Huit idées reçues sur l'Empire romain décryptées par les historiens

Des gladiateurs à la place des femmes en passant par les martyrs chrétiens, ces huit mythes sur l'Empire romain ont la peau dure.

De Parissa DJangi
Publication 7 nov. 2024, 18:49 CET
Un conservateur restaure un buste romain. De nos jours, de nombreuses statues romaines sont d'un blanc ...

Un conservateur restaure un buste romain. De nos jours, de nombreuses statues romaines sont d'un blanc immaculé. Pourtant, dans l'Antiquité, ces sculptures étaient ornées de peintures vives et de motifs complexes, leur donnant une apparence bien différente, et bien plus colorée que celle que nous leur connaissons aujourd'hui.

PHOTOGRAPHIE DE Andrea Frazzetta, Nat Geo Image Collection

Des superproductions hollywoodiennes aux jeux vidéo, la Rome antique occupe une place de choix dans la culture populaire. Dès sa fondation en 27 avant notre ère, l’Empire romain exerça une influence importante sur toute la Méditerranée, qui dura plus de 500 ans.

Cependant, entre arènes meurtrières, décadence impériale et statues d’une impeccable blancheur, sommes-nous vraiment certains de connaître cette histoire vieille de deux millénaires ?

 

MYTHE 1 : LES GLADIATEURS SE BATTAIENT TOUJOURS JUSQU’À LA MORT

Contrairement à ce que nous voyons dans de nombreux films, le plus souvent, les gladiateurs ne se battaient pas jusqu’à la mort.
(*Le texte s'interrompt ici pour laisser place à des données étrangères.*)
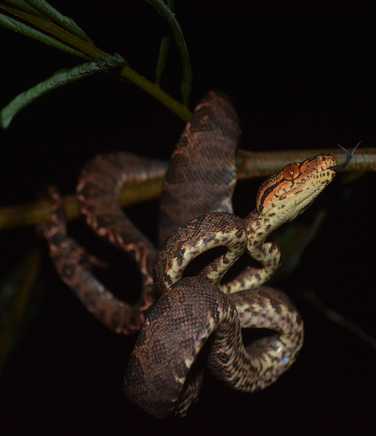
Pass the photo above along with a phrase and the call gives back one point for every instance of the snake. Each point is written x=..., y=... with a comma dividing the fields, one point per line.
x=182, y=320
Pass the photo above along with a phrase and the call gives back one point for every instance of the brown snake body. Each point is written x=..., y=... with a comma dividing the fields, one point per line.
x=196, y=215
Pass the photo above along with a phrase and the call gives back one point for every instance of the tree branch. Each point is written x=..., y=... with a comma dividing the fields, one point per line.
x=251, y=164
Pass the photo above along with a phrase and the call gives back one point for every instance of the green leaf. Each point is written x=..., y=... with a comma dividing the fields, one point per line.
x=22, y=4
x=15, y=296
x=186, y=83
x=293, y=240
x=65, y=22
x=24, y=29
x=60, y=78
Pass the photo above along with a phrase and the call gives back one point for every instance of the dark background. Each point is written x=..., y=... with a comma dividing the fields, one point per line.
x=300, y=75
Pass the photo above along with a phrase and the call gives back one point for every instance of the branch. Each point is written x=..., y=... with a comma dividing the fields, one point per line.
x=251, y=164
x=338, y=319
x=84, y=49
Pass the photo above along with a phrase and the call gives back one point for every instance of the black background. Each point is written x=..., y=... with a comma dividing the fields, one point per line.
x=301, y=75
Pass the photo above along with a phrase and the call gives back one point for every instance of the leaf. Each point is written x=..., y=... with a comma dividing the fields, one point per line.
x=15, y=296
x=186, y=84
x=24, y=29
x=59, y=79
x=65, y=22
x=293, y=241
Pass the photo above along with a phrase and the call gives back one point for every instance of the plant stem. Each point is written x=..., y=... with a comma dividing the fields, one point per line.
x=251, y=164
x=154, y=90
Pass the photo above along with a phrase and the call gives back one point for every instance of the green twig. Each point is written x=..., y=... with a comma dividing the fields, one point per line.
x=250, y=165
x=186, y=84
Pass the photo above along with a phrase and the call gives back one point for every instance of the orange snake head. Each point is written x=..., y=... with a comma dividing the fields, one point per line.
x=288, y=193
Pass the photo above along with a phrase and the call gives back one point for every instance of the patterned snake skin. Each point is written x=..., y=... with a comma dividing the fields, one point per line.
x=199, y=314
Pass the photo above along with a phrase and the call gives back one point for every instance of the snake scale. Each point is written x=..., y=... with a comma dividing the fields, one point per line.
x=187, y=323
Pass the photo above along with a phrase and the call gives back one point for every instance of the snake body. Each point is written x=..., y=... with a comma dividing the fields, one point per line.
x=199, y=314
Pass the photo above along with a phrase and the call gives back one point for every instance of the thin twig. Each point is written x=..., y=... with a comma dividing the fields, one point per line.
x=251, y=164
x=339, y=319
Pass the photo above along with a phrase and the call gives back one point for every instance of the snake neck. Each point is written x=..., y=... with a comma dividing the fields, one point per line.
x=260, y=364
x=259, y=227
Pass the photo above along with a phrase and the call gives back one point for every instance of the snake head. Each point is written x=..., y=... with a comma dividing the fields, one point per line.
x=288, y=193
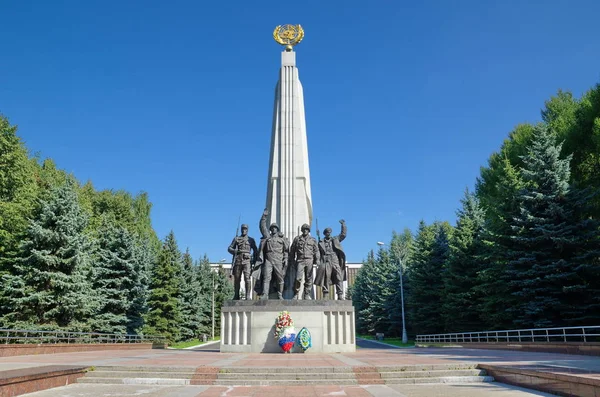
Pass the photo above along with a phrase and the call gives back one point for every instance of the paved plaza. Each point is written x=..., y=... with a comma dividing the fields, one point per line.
x=364, y=358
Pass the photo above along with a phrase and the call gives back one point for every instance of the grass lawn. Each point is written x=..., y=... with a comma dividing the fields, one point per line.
x=390, y=341
x=189, y=343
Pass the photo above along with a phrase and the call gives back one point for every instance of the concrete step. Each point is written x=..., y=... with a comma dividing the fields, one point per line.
x=144, y=368
x=282, y=376
x=430, y=374
x=135, y=381
x=430, y=367
x=282, y=382
x=448, y=379
x=287, y=370
x=139, y=374
x=347, y=382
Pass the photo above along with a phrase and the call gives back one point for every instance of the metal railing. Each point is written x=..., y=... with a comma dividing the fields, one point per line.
x=24, y=336
x=565, y=334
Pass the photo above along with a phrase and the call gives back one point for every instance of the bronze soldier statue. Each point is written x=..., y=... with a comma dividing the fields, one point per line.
x=274, y=253
x=332, y=269
x=242, y=261
x=304, y=253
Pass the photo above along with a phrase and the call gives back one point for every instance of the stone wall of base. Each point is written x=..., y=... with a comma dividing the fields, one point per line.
x=558, y=384
x=29, y=380
x=249, y=326
x=25, y=350
x=587, y=349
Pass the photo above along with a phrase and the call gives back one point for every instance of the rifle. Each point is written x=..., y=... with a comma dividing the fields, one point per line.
x=318, y=232
x=236, y=249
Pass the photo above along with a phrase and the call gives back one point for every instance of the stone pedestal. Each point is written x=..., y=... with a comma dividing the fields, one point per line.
x=249, y=326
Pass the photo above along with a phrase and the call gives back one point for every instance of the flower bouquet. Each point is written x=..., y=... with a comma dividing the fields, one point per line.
x=304, y=339
x=284, y=331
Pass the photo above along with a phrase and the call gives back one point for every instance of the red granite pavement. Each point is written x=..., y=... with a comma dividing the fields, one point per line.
x=361, y=358
x=278, y=391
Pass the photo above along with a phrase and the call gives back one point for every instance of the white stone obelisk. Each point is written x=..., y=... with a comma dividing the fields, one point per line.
x=288, y=186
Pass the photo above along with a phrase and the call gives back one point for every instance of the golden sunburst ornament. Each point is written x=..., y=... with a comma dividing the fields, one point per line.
x=288, y=35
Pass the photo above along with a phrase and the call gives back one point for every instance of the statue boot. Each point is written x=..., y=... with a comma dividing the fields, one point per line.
x=248, y=290
x=296, y=290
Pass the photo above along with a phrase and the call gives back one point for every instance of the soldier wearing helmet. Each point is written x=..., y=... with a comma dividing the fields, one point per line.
x=274, y=250
x=241, y=248
x=304, y=253
x=332, y=269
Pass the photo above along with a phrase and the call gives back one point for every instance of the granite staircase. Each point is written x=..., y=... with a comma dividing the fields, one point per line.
x=263, y=376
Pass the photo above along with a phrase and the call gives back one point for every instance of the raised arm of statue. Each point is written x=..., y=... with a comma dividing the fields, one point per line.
x=342, y=235
x=262, y=225
x=254, y=250
x=292, y=249
x=286, y=251
x=232, y=247
x=316, y=254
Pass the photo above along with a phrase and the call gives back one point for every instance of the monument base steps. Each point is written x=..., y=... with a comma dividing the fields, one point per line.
x=271, y=376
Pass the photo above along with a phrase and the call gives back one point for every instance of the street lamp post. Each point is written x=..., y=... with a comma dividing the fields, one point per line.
x=213, y=308
x=404, y=336
x=213, y=301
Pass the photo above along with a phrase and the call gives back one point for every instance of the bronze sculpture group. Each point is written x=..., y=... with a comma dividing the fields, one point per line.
x=268, y=262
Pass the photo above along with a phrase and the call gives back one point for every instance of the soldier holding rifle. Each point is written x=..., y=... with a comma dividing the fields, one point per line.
x=332, y=269
x=274, y=249
x=244, y=251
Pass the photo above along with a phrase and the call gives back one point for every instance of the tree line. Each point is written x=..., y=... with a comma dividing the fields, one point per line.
x=79, y=259
x=525, y=249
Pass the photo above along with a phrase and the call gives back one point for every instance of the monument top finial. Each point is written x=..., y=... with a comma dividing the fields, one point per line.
x=288, y=35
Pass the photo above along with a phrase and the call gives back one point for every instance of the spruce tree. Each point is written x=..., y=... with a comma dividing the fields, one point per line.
x=18, y=200
x=363, y=292
x=144, y=259
x=384, y=270
x=544, y=270
x=492, y=285
x=189, y=299
x=50, y=286
x=114, y=277
x=164, y=309
x=462, y=299
x=401, y=248
x=426, y=277
x=204, y=277
x=223, y=292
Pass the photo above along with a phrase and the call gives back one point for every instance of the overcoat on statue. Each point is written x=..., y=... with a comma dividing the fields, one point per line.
x=323, y=277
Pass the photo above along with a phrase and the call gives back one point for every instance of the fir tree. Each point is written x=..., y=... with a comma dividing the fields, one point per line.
x=363, y=291
x=50, y=285
x=164, y=310
x=545, y=270
x=18, y=194
x=204, y=277
x=114, y=277
x=492, y=285
x=401, y=248
x=144, y=259
x=189, y=299
x=461, y=304
x=426, y=277
x=223, y=292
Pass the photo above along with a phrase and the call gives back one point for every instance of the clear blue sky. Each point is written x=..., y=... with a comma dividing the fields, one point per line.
x=404, y=100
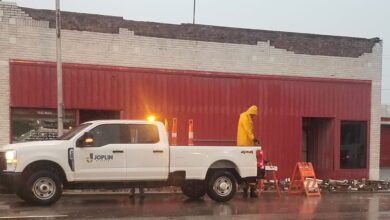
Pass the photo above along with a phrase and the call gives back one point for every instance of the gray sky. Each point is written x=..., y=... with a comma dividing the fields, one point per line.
x=355, y=18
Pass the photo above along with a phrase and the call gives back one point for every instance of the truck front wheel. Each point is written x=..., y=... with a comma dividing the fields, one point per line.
x=194, y=189
x=42, y=188
x=222, y=186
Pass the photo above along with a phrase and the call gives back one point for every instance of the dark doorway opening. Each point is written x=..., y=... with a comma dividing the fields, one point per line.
x=90, y=115
x=318, y=142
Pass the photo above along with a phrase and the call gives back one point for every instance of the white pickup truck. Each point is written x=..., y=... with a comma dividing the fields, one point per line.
x=120, y=154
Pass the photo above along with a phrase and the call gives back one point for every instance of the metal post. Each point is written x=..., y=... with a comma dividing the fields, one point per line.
x=60, y=123
x=193, y=18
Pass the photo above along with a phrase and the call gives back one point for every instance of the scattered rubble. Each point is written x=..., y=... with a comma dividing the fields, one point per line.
x=331, y=185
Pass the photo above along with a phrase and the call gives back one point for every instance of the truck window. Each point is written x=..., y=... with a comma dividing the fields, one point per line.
x=110, y=134
x=144, y=134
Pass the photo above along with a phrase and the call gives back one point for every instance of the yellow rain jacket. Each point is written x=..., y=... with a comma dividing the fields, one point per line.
x=245, y=134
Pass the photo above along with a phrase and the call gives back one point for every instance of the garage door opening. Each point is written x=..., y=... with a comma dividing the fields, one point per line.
x=318, y=142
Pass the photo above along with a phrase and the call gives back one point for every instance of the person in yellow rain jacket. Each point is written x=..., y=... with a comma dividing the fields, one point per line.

Dans son ouvrage Naked Statues, Fat Gladiators, and War Elephants, l’historien Garrett Ryan estime que seul un combat sur cinq menait à la mort des gladiateurs.
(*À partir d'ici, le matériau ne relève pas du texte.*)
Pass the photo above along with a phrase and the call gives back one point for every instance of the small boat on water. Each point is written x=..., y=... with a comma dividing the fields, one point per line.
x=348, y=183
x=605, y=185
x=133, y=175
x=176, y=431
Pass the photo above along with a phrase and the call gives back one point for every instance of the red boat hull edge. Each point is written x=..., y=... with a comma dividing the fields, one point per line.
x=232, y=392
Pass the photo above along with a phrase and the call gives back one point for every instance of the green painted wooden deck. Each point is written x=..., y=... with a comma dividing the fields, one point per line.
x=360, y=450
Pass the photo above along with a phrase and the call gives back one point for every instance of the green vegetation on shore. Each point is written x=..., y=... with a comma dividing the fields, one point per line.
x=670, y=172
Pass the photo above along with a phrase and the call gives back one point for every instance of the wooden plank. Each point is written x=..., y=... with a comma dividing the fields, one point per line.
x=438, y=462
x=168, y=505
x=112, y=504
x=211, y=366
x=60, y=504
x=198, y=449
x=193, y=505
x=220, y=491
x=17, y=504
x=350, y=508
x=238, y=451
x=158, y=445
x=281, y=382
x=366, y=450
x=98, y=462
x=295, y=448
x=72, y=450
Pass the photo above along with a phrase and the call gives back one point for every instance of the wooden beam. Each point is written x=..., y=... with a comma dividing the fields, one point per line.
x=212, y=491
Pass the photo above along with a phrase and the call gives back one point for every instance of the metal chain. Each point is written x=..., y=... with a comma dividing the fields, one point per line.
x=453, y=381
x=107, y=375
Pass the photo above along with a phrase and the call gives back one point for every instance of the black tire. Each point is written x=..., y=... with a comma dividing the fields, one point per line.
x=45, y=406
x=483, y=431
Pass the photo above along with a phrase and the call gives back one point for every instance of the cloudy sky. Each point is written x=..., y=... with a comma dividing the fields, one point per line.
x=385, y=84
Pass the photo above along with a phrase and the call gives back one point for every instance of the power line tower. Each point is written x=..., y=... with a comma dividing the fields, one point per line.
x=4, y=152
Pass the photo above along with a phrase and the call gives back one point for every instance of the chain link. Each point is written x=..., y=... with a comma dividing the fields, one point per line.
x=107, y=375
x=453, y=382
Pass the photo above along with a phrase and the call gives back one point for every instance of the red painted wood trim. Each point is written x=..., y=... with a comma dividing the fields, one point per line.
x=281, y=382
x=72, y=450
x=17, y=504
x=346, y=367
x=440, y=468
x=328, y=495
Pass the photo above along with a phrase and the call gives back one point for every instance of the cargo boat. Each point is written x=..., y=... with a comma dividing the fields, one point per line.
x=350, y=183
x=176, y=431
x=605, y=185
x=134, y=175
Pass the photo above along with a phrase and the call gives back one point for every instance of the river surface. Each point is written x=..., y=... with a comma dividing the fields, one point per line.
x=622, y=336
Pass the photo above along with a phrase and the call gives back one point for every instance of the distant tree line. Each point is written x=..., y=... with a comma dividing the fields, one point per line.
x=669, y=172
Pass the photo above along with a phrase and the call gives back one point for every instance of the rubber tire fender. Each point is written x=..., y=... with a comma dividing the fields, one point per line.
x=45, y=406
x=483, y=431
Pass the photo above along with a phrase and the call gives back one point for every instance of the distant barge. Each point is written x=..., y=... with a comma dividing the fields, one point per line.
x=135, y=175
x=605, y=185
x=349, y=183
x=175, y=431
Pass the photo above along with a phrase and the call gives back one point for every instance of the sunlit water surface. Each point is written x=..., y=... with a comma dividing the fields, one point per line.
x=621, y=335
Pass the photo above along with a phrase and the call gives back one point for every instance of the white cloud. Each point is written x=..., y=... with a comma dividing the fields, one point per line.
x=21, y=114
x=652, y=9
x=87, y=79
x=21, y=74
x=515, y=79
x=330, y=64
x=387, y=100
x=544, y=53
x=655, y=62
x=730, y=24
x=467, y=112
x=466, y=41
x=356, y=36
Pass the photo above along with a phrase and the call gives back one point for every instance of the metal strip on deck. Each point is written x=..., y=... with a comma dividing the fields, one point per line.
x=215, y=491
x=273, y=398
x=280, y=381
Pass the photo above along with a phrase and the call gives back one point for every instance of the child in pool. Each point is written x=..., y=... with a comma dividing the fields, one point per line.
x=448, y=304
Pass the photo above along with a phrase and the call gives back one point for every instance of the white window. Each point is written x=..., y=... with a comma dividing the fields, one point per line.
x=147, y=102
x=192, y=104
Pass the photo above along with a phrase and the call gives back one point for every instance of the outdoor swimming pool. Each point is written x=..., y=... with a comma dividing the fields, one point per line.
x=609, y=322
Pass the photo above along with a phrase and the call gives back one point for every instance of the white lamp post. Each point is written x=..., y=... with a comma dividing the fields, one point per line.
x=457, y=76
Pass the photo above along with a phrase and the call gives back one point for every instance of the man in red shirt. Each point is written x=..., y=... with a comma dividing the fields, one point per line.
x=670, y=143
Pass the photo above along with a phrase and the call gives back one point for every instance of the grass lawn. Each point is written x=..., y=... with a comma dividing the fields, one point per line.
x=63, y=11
En effet, un gladiateur mort ne pouvant plus rapporter d’argent, faire mourir les combattants dans l’arène n’était tout simplement pas rentable. Chaque mort entraînait une perte financière pour le laniste, l’individu qui possédait, louait et entretenait les troupes de gladiateurs.
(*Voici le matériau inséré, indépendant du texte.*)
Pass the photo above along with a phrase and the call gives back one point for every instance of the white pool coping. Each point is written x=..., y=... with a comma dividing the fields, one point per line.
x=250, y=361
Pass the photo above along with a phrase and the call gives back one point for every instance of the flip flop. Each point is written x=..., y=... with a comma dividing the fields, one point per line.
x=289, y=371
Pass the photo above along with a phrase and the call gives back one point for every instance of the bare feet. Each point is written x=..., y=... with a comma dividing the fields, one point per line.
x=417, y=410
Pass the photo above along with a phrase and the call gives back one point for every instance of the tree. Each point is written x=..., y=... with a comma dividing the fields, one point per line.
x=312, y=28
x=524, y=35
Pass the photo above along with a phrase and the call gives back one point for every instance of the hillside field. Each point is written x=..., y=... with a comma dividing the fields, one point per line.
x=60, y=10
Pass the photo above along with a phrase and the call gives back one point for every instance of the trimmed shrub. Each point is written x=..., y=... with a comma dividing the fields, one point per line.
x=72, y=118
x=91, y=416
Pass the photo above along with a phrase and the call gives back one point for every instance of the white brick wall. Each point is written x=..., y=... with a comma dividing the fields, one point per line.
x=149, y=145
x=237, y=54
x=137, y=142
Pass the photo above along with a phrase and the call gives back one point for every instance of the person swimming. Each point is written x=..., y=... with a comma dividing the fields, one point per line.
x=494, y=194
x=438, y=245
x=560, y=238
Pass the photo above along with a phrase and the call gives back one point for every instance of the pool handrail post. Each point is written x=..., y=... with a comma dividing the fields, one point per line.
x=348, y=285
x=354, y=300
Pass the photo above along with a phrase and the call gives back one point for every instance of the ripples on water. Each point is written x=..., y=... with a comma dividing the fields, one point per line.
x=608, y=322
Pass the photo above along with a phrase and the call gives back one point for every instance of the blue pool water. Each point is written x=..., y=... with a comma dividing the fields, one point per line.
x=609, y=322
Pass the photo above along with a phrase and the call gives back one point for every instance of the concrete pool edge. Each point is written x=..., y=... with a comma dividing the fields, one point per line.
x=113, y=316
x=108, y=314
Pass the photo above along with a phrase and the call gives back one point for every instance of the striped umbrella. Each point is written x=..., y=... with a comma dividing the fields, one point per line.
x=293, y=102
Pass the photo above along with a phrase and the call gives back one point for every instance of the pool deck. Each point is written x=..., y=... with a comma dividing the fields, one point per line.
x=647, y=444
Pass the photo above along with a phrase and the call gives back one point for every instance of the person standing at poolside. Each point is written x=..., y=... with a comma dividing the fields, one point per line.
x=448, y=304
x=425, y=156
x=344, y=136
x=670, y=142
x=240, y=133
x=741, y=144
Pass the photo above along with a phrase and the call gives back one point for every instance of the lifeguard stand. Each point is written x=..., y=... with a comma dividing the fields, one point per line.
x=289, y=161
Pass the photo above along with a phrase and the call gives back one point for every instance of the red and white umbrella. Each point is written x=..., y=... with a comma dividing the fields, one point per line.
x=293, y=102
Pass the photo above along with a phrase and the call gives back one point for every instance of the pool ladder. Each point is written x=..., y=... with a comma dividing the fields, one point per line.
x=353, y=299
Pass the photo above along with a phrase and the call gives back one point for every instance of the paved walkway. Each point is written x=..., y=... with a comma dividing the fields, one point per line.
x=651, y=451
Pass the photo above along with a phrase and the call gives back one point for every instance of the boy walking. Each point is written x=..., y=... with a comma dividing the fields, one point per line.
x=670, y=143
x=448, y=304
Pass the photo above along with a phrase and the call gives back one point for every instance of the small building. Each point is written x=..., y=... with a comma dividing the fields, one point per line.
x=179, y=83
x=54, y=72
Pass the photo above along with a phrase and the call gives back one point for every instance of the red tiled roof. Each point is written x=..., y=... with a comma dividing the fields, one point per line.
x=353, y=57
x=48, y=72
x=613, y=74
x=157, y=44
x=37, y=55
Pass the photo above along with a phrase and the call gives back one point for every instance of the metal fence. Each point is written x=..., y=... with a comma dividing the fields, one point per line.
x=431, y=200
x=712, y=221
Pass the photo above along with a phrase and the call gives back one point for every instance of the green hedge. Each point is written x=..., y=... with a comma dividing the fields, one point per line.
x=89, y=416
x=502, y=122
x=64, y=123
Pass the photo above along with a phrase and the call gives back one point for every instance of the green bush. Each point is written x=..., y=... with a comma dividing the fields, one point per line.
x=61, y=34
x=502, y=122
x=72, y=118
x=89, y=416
Les combats n’étaient pas pour autant sans danger : il s’agissait d’un sport sanguinaire, et chaque « spectacle » pouvait entraîner de graves blessures, souvent suivies de dangereuses infections.

L'amphithéâtre de Capoue, qui abrite la plus célèbre école de gladiateurs de la Rome antique, formait ...

L'amphithéâtre de Capoue, qui abrite la plus célèbre école de gladiateurs de la Rome antique, formait des combattants, y compris des figures légendaires comme Spartacus, pour les spectacles violents et sanglants qui faisaient vibrer l'Empire.

PHOTOGRAPHIE DE Andrea Frazzetta, Nat Geo Image Collection

MYTHE 2 : LES ROMAINS UTILISAIENT DES VOMITOIRES POUR SE PURGER APRÈS LES FESTINS

Selon un autre mythe populaire, les Romains s’adonnaient à des festins somptueux durant lesquels ils mangeaient de telles quantités de nourriture qu’ils disposaient, dans leurs villas, d’une pièce spéciale pour se purger afin de pouvoir continuer à manger : le vomitoire.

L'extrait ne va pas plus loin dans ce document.